Bryce Canyon has been towards the top of our National Park MUST-DO! list for quite some time now. And we are so excited to finally be able to check it out and off our National Parks list! This was a GREAT Day! We visited the park on September 24, 2016 - which turned out to be one of the FREE PARKS admission days, so that was a real treat to find out when we pulled up to the booths to enter the park. It was a slow drive in to the park as the roadway that leads in has some pretty interesting sites to see... some stops along the way, and we were also taking our time so the GoPro camera could capture some of the driving footage along the way. It was a great advantage to be able to drive through the park!
A few things to keep in mind that we try and remind everyone when traveling through the National Parks no matter what time of year is to check the weather! These pictures reflect what looks like a nice and sunny day, which it was, however you won't see the wind, 50 degree temperature, cool breeze and that some locations already had a little bit of snow on the trails. So remember to pack appropriate, bring your jackets along with all your other travel gear!
Red Canyon/Scenic Byway 12
We decided to follow the signs and pull off stops along the way for driving through Bryce. It took us almost the entire day to get through the park as we really did take our time at each pull off, stopping all along the way and doing some of the walking trails. Other advice that was given to us was to drive straight to the top and then work your way down. I'm sure either way would work, and take up about the same amount of time but that was our route.
Getting in some video with the GoPro that you will see shortly on our YouTube channel
On a clear day at Bryce Canyon, you can see over 150 miles and even recognize landforms in Arizona! From several of the parks viewpoints you can usually see Navajo Mountain, more than 80 miles away. Very cool, right?!
Bryce Canyon National Park is not a canyon, but rather, a spectacular series of 14 huge amphitheaters, each of which is carved at least 1,000 feet into the pastel palette of limestone along the Paunsaugunt Plateau.
Highest: 9,115 feet (2778 m)
Sarek taking his Pano photos at Rainbow Point.

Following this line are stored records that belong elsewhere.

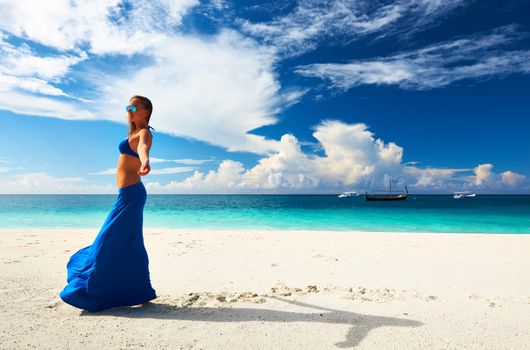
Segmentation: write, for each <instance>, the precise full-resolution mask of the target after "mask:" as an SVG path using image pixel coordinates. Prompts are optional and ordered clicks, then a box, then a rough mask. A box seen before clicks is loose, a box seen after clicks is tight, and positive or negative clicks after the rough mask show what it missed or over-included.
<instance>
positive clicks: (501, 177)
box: [501, 170, 526, 187]
mask: <svg viewBox="0 0 530 350" xmlns="http://www.w3.org/2000/svg"><path fill="white" fill-rule="evenodd" d="M501 179H502V182H503V183H504V184H506V185H508V186H511V187H515V186H517V185H519V184H520V183H522V182H523V181H524V180H525V179H526V176H524V175H521V174H517V173H515V172H513V171H511V170H508V171H505V172H503V173H502V174H501Z"/></svg>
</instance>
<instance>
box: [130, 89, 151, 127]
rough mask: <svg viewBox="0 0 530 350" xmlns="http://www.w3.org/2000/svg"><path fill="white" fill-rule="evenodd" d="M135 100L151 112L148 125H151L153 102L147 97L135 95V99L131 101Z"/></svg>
mask: <svg viewBox="0 0 530 350" xmlns="http://www.w3.org/2000/svg"><path fill="white" fill-rule="evenodd" d="M133 98H135V99H137V100H140V103H141V104H142V106H143V107H144V108H145V109H147V110H148V111H149V115H148V116H147V123H149V118H151V114H152V113H153V104H152V103H151V100H150V99H148V98H147V97H145V96H140V95H134V96H133V97H131V100H132V99H133Z"/></svg>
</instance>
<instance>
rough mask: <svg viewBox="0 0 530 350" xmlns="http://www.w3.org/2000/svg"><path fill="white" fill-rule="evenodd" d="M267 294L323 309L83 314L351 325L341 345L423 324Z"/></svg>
mask: <svg viewBox="0 0 530 350" xmlns="http://www.w3.org/2000/svg"><path fill="white" fill-rule="evenodd" d="M268 298H271V299H276V300H279V301H283V302H287V303H290V304H293V305H297V306H301V307H307V308H311V309H315V310H320V311H324V312H322V313H298V312H290V311H277V310H267V309H254V308H234V307H229V308H222V307H221V308H217V307H185V306H174V305H170V304H164V303H151V302H150V303H147V304H145V305H144V306H143V307H116V308H112V309H108V310H105V311H101V312H95V313H92V312H89V311H82V312H81V316H115V317H130V318H155V319H173V320H187V321H208V322H248V321H265V322H321V323H333V324H345V325H350V326H351V327H350V329H349V330H348V333H347V334H346V339H345V340H343V341H340V342H337V343H335V346H337V347H339V348H350V347H354V346H356V345H358V344H359V343H360V342H361V340H362V339H363V338H364V337H365V336H366V335H367V334H368V332H370V330H372V329H375V328H377V327H383V326H387V327H420V326H422V325H423V323H421V322H419V321H414V320H409V319H404V318H394V317H382V316H372V315H366V314H358V313H354V312H349V311H342V310H335V309H330V308H325V307H321V306H317V305H311V304H307V303H302V302H298V301H293V300H286V299H283V298H279V297H276V296H268Z"/></svg>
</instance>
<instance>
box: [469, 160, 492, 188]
mask: <svg viewBox="0 0 530 350" xmlns="http://www.w3.org/2000/svg"><path fill="white" fill-rule="evenodd" d="M492 168H493V165H492V164H480V165H478V166H477V167H476V168H475V169H473V171H474V173H475V178H474V181H473V182H474V184H475V185H477V186H480V185H482V184H485V183H487V182H489V181H490V180H491V179H493V177H494V176H493V172H492V171H491V169H492Z"/></svg>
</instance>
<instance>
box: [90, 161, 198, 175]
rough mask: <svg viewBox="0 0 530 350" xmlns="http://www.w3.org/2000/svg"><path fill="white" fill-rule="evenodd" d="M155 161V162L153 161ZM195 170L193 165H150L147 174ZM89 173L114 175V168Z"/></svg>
mask: <svg viewBox="0 0 530 350" xmlns="http://www.w3.org/2000/svg"><path fill="white" fill-rule="evenodd" d="M149 163H150V164H151V158H149ZM154 163H156V162H154ZM193 170H195V168H194V167H170V168H155V169H153V167H151V171H150V172H149V174H151V175H167V174H180V173H185V172H188V171H193ZM89 175H116V168H109V169H105V170H102V171H100V172H97V173H90V174H89Z"/></svg>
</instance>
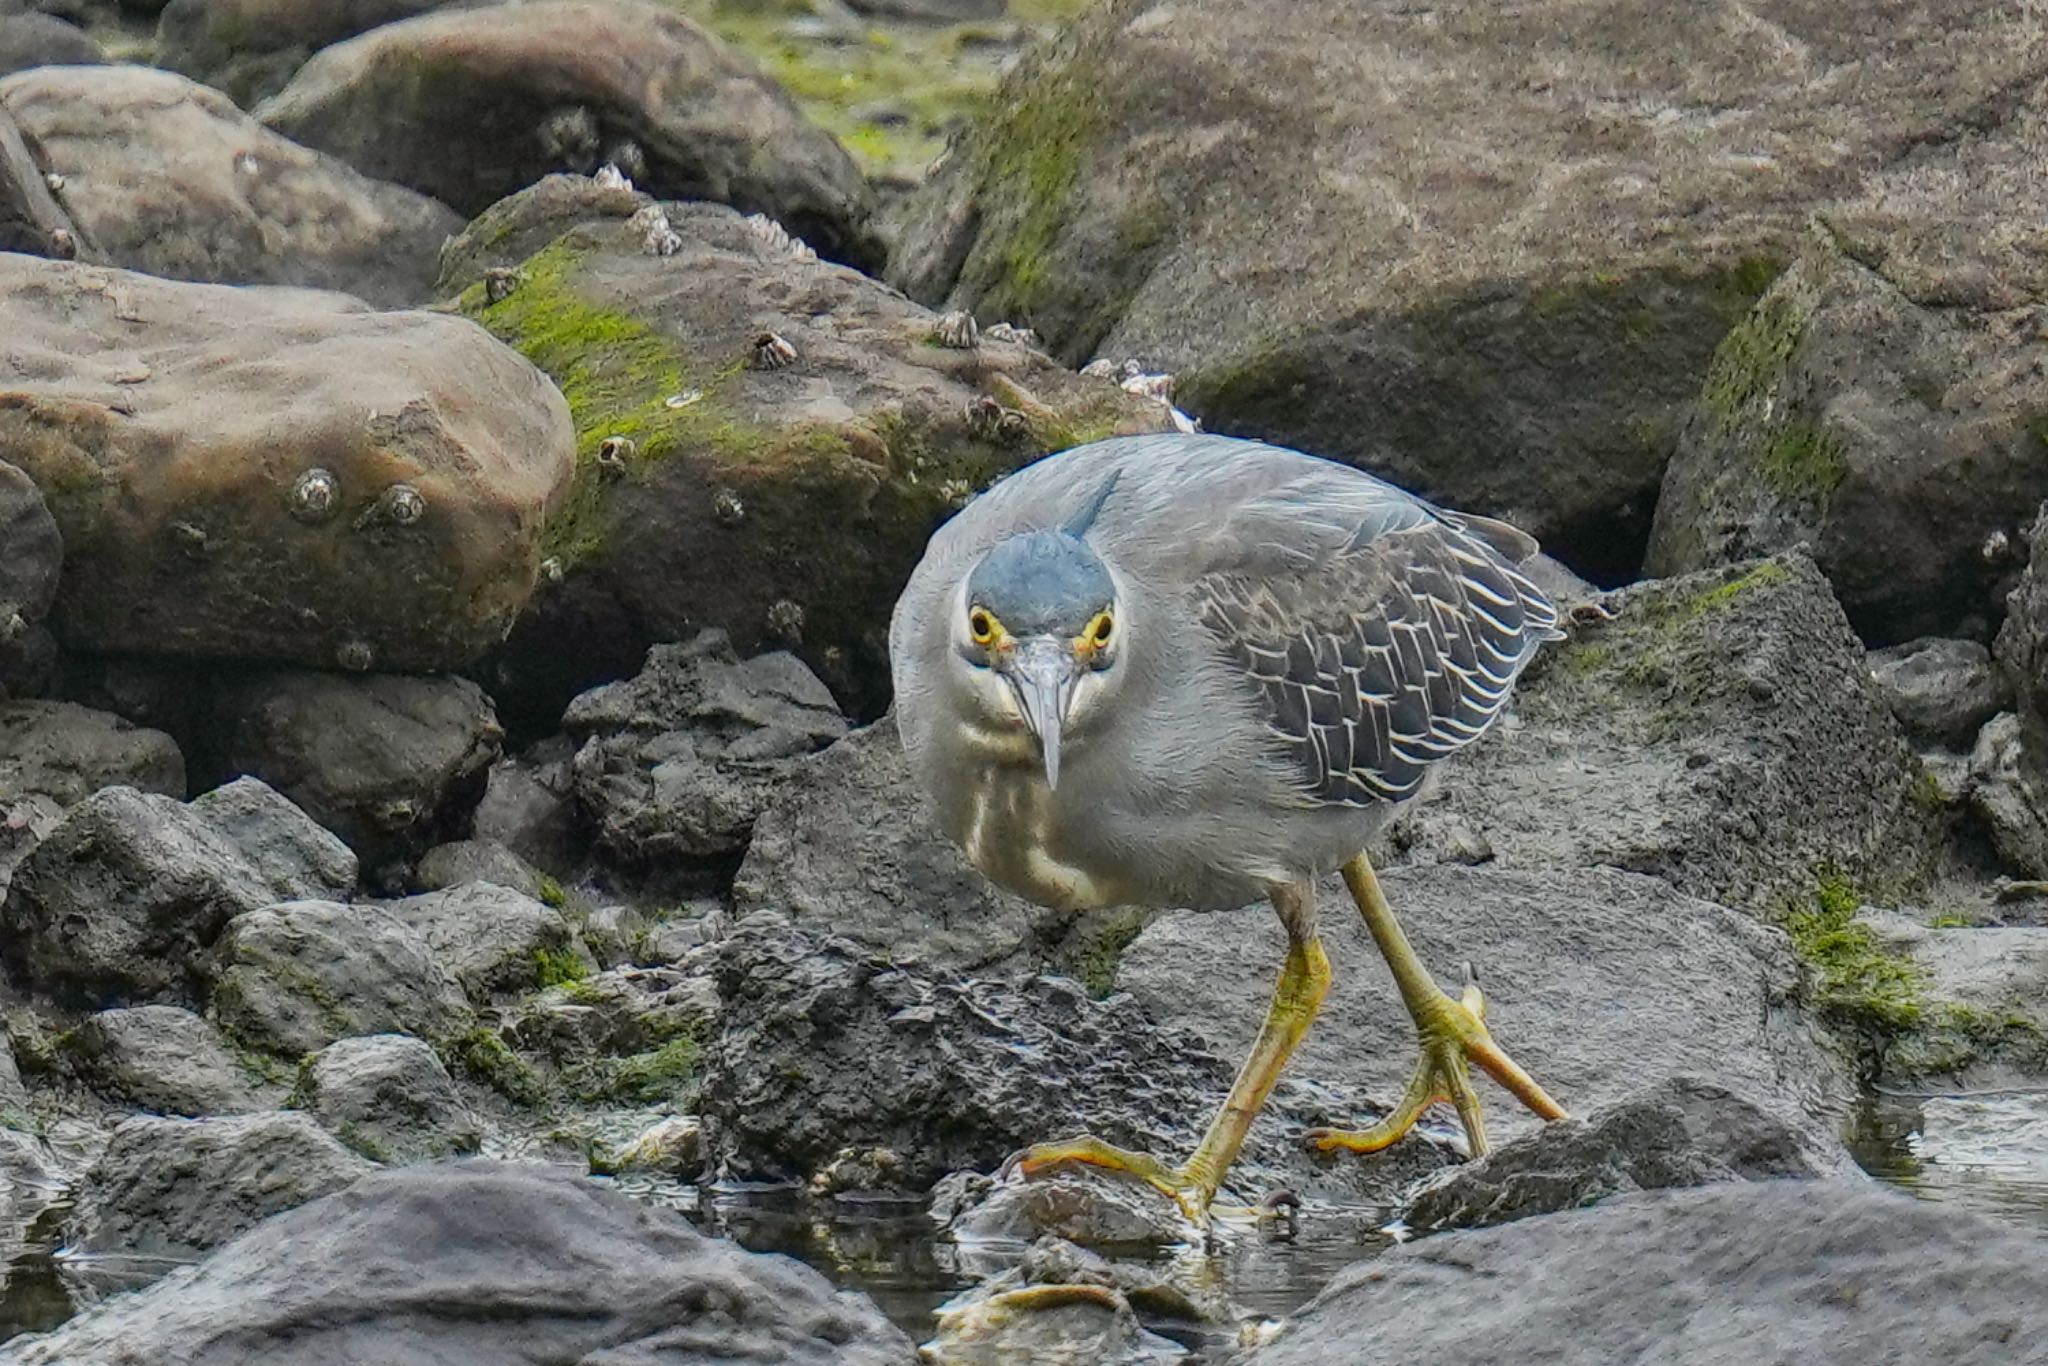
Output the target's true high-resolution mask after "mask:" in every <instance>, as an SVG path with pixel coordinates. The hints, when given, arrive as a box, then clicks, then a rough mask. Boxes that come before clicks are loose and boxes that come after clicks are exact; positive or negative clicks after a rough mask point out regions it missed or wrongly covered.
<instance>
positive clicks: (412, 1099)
mask: <svg viewBox="0 0 2048 1366" xmlns="http://www.w3.org/2000/svg"><path fill="white" fill-rule="evenodd" d="M301 1092H303V1104H305V1108H307V1110H311V1114H313V1118H317V1120H319V1122H322V1124H324V1126H326V1128H328V1130H330V1133H332V1135H334V1137H338V1139H340V1141H342V1143H346V1145H348V1147H352V1149H354V1151H358V1153H362V1155H365V1157H369V1159H371V1161H432V1159H436V1157H459V1155H465V1153H475V1151H477V1145H479V1143H481V1141H483V1135H481V1130H479V1124H477V1116H475V1114H473V1112H471V1110H469V1106H467V1104H463V1098H461V1096H459V1094H457V1092H455V1079H453V1077H449V1069H446V1067H442V1065H440V1059H438V1057H434V1051H432V1049H428V1047H426V1044H424V1042H420V1040H418V1038H410V1036H406V1034H369V1036H362V1038H342V1040H336V1042H332V1044H328V1047H326V1049H322V1051H319V1053H315V1055H313V1057H311V1059H307V1063H305V1073H303V1079H301Z"/></svg>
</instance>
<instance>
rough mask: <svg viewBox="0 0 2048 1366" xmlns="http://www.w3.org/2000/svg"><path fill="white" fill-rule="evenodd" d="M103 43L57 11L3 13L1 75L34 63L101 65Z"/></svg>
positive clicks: (4, 75)
mask: <svg viewBox="0 0 2048 1366" xmlns="http://www.w3.org/2000/svg"><path fill="white" fill-rule="evenodd" d="M100 61H106V53H104V51H100V45H98V43H94V41H92V39H88V37H86V35H84V31H82V29H78V27H74V25H68V23H63V20H61V18H57V16H53V14H0V76H12V74H14V72H27V70H29V68H31V66H98V63H100Z"/></svg>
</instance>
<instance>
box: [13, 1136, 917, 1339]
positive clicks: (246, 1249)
mask: <svg viewBox="0 0 2048 1366" xmlns="http://www.w3.org/2000/svg"><path fill="white" fill-rule="evenodd" d="M393 1286H406V1288H408V1292H406V1294H397V1296H395V1294H393V1292H391V1288H393ZM422 1352H430V1354H432V1360H434V1362H436V1364H438V1366H539V1364H541V1362H573V1360H590V1362H598V1360H606V1358H608V1360H616V1362H647V1364H649V1366H651V1364H653V1362H684V1360H688V1362H705V1364H711V1362H784V1364H786V1366H827V1364H831V1366H885V1364H887V1366H897V1364H899V1362H901V1364H907V1362H911V1360H915V1352H913V1350H911V1343H909V1339H905V1337H903V1335H901V1333H899V1331H897V1329H893V1327H889V1323H887V1319H883V1315H881V1313H879V1311H877V1309H874V1307H872V1305H870V1303H868V1300H864V1298H860V1296H856V1294H846V1292H836V1290H831V1286H829V1284H827V1282H825V1278H823V1276H819V1274H817V1272H813V1270H809V1268H805V1266H801V1264H797V1262H793V1260H788V1257H764V1255H756V1253H748V1251H741V1249H739V1247H735V1245H733V1243H727V1241H721V1239H711V1237H705V1235H702V1233H696V1231H694V1229H692V1227H690V1225H688V1223H684V1221H682V1216H678V1214H674V1212H670V1210H664V1208H649V1206H645V1204H639V1202H635V1200H631V1198H627V1196H621V1194H616V1192H608V1190H600V1188H598V1186H594V1184H590V1182H586V1180H582V1178H578V1176H569V1173H563V1171H549V1169H543V1167H535V1165H514V1163H487V1161H469V1163H455V1165H426V1167H403V1169H397V1171H381V1173H377V1176H373V1178H369V1180H365V1182H360V1184H356V1186H354V1188H352V1190H348V1192H346V1194H340V1196H334V1198H332V1200H324V1202H319V1204H313V1206H309V1208H303V1210H295V1212H291V1214H285V1216H283V1219H276V1221H272V1223H268V1225H264V1227H262V1229H258V1231H254V1233H250V1235H248V1237H244V1239H240V1241H236V1243H231V1245H229V1247H225V1249H221V1251H219V1253H217V1255H215V1257H211V1260H209V1262H205V1264H201V1266H199V1268H190V1270H184V1272H176V1274H174V1276H172V1278H166V1280H164V1282H160V1286H154V1288H152V1290H145V1292H141V1294H135V1296H123V1298H117V1300H111V1303H106V1305H102V1307H98V1309H96V1311H92V1313H88V1315H84V1317H80V1319H76V1321H72V1323H70V1325H66V1327H63V1329H59V1331H57V1333H53V1335H47V1337H39V1339H16V1341H14V1343H8V1346H4V1348H0V1362H6V1364H8V1366H53V1364H57V1362H82V1360H137V1362H141V1360H147V1362H178V1360H184V1362H201V1360H203V1362H207V1364H209V1366H258V1364H260V1366H326V1364H330V1362H338V1360H360V1362H399V1360H418V1358H420V1354H422Z"/></svg>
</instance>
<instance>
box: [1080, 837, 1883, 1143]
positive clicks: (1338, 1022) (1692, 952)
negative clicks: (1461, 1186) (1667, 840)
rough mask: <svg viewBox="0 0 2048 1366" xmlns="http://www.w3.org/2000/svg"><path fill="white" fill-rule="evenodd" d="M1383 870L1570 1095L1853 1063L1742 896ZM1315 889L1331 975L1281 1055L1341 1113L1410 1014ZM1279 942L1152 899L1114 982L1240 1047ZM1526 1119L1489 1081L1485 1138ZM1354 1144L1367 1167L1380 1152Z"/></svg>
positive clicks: (1831, 1087)
mask: <svg viewBox="0 0 2048 1366" xmlns="http://www.w3.org/2000/svg"><path fill="white" fill-rule="evenodd" d="M1382 887H1384V889H1386V899H1389V903H1391V905H1393V909H1395V913H1397V915H1399V917H1401V924H1403V926H1405V930H1407V936H1409V940H1411V942H1413V944H1415V952H1417V954H1421V961H1423V963H1425V965H1427V967H1430V969H1432V971H1434V973H1436V977H1438V981H1442V983H1446V985H1452V987H1454V983H1456V981H1458V979H1456V965H1458V963H1460V961H1466V963H1473V965H1475V967H1477V971H1479V979H1481V985H1483V987H1485V991H1487V1024H1489V1028H1491V1030H1493V1034H1495V1038H1497V1040H1499V1044H1501V1047H1503V1049H1505V1051H1507V1053H1509V1057H1513V1059H1516V1061H1518V1063H1522V1067H1524V1069H1528V1073H1530V1075H1532V1077H1536V1079H1538V1081H1540V1083H1542V1085H1544V1087H1546V1090H1548V1092H1550V1094H1552V1096H1554V1098H1556V1100H1559V1104H1563V1106H1565V1108H1567V1110H1571V1112H1573V1114H1589V1112H1593V1110H1597V1108H1602V1106H1608V1104H1616V1102H1626V1100H1628V1098H1632V1096H1636V1094H1640V1090H1642V1087H1645V1083H1649V1081H1655V1079H1659V1077H1671V1075H1696V1077H1704V1079H1706V1081H1708V1083H1712V1085H1720V1087H1726V1090H1731V1092H1737V1094H1741V1096H1747V1098H1753V1100H1755V1102H1759V1104H1767V1106H1772V1108H1776V1110H1780V1112H1784V1114H1800V1112H1802V1108H1804V1106H1810V1104H1812V1106H1819V1104H1827V1102H1847V1100H1849V1098H1851V1096H1853V1077H1851V1075H1849V1073H1847V1067H1845V1065H1843V1061H1841V1059H1837V1055H1835V1051H1833V1047H1829V1044H1827V1042H1825V1040H1823V1036H1821V1034H1819V1030H1817V1026H1815V1020H1812V1016H1810V1014H1808V1012H1806V1010H1804V1008H1802V995H1804V987H1802V983H1804V969H1802V965H1800V961H1798V958H1796V956H1794V952H1792V946H1790V942H1788V940H1786V936H1784V934H1780V932H1778V930H1767V928H1763V926H1759V924H1755V922H1753V920H1751V917H1747V915H1741V913H1737V911H1729V909H1722V907H1718V905H1708V903H1706V901H1696V899H1692V897H1686V895H1681V893H1675V891H1673V889H1671V887H1669V885H1667V883H1661V881H1657V879H1647V877H1636V874H1628V872H1614V870H1608V868H1585V870H1569V872H1509V870H1501V868H1462V866H1436V868H1395V870H1391V872H1386V874H1384V877H1382ZM1317 907H1319V920H1321V930H1323V948H1325V950H1327V952H1329V961H1331V971H1333V983H1331V989H1329V997H1327V999H1325V1001H1323V1012H1321V1016H1319V1018H1317V1022H1315V1026H1313V1028H1311V1030H1309V1036H1307V1040H1305V1042H1303V1047H1300V1053H1296V1055H1294V1061H1292V1063H1290V1067H1288V1073H1290V1075H1294V1077H1300V1079H1305V1081H1315V1083H1321V1085H1327V1087H1331V1090H1333V1092H1335V1094H1339V1096H1343V1098H1348V1102H1350V1104H1352V1106H1356V1112H1354V1116H1350V1118H1348V1120H1346V1122H1348V1124H1350V1126H1362V1124H1364V1122H1370V1120H1372V1118H1378V1114H1382V1112H1384V1110H1386V1108H1391V1104H1393V1100H1395V1098H1399V1096H1401V1087H1403V1085H1405V1081H1407V1077H1409V1071H1411V1069H1413V1065H1415V1024H1413V1022H1411V1020H1409V1014H1407V1010H1405V1008H1403V1006H1401V997H1399V993H1397V991H1395V985H1393V977H1391V973H1389V971H1386V965H1384V961H1382V958H1380V952H1378V950H1376V948H1374V944H1372V940H1370V938H1368V936H1366V930H1364V926H1362V924H1360V917H1358V911H1356V909H1354V907H1352V901H1350V895H1348V893H1346V891H1343V887H1341V883H1335V881H1329V883H1325V885H1319V889H1317ZM1284 944H1286V940H1284V934H1282V930H1280V922H1278V917H1276V915H1274V913H1272V911H1270V909H1264V907H1247V909H1243V911H1219V913H1192V911H1176V913H1167V915H1161V917H1159V920H1155V922H1153V924H1149V926H1147V928H1145V930H1143V932H1141V934H1139V936H1137V940H1135V942H1133V944H1130V946H1128V948H1126V950H1124V952H1122V961H1120V965H1118V971H1116V987H1118V991H1122V993H1128V995H1130V997H1133V1004H1135V1006H1137V1008H1141V1010H1143V1012H1145V1014H1147V1016H1149V1018H1151V1020H1157V1022H1159V1028H1171V1030H1186V1032H1190V1034H1194V1036H1198V1038H1202V1040H1204V1042H1206V1047H1208V1049H1212V1051H1214V1053H1219V1055H1223V1057H1229V1059H1237V1057H1243V1053H1245V1051H1247V1049H1249V1047H1251V1038H1253V1036H1255V1032H1257V1026H1260V1020H1262V1018H1264V1014H1266V1004H1268V995H1270V983H1272V975H1274V973H1278V967H1280V961H1282V956H1284ZM1219 965H1233V967H1231V969H1229V971H1221V967H1219ZM1239 965H1241V967H1239ZM1538 1124H1540V1120H1536V1118H1534V1116H1532V1114H1528V1112H1526V1110H1522V1106H1518V1104H1516V1102H1513V1100H1511V1098H1505V1096H1501V1094H1499V1092H1491V1094H1489V1096H1487V1133H1489V1137H1491V1139H1493V1141H1495V1143H1501V1141H1509V1139H1513V1137H1518V1135H1522V1133H1526V1130H1530V1128H1536V1126H1538ZM1395 1151H1399V1149H1395ZM1350 1161H1354V1163H1358V1165H1362V1167H1366V1169H1368V1171H1372V1169H1374V1163H1378V1161H1384V1157H1368V1159H1350ZM1374 1180H1376V1171H1374Z"/></svg>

Hoodoo [hoo’doo] n. 1. A pinnacle or odd-shaped rock left standing by the forces of erosion. -- One of the main reasons for our visit was to check out the Hoodoos!
Lowest: 6,620 feet (2018 m) Yellow Creek.
Highest: 9,115 feet (2778 m) at Rainbow Point. Area: 55 square miles (35,835 acres)
Bryce Canyon's most striking feature -- the hoodoos. They're photogenic, stunningly beautiful such a site to see! The view just keeps going and going and going!
We really really enjoyed our Bryce Canyon Adventure.
Stay tuned for our social media post coming up next highlighting our stops off throughout the park. If this park isn't on your LIST IT SHOULD BE!
TIPS to Remember:
1) Check the weather, dress for it!
2) Go to the NPS website and download their Travel Packet https://www.nps.gov/brca/planyourvisit/things2know.htm
3) Take a read through the Hoodoo Newspaper that you receive at the entrance of the park at the booth. You will find all kinds of information, map, shuttle schedule, walking/hiking guides, park roads information and services, emergency response, and more!
4) Pack water for your walks/hikes. It is recommended to drink 1 quart/liter every 1-2 hours.
5) Bring a back pack for hikes with all your essentials. Food snacks, water, first aid supplies, maps, and more. Something light enough to carry or keep close by in the car. Don't forget sunglasses for sunny days and waterproof jackets for rainy ones!
6) Hat and Sunscreen, even if its cool outside, you may not realize how powerful the sun is until later. Pack it and use it.
7) If you plan to hike towards the evening time bring a flashlight and headlamp with you to help guide your way. Take extra caution and be careful when hiking in Bryce. There are some steep drop offs, but do it safely and you should be fine!
8) If you are visiting with your children check out the junior ranger program!
9) Shuttle buses have no fees in addition to the entrance fee and offer another way to visit the park. The Bryce Canyon Shuttle is voluntary. Riding the Bryce Canyon shuttle reduces traffic, conserves fuel, saves time, money, and helps protect the planet!
10) Bring your camera, GoPro, your camera phone, special photo lenses and more. Don't forget to bring SOMETHING with you to capture all that beautiful Bryce and its views has to offer!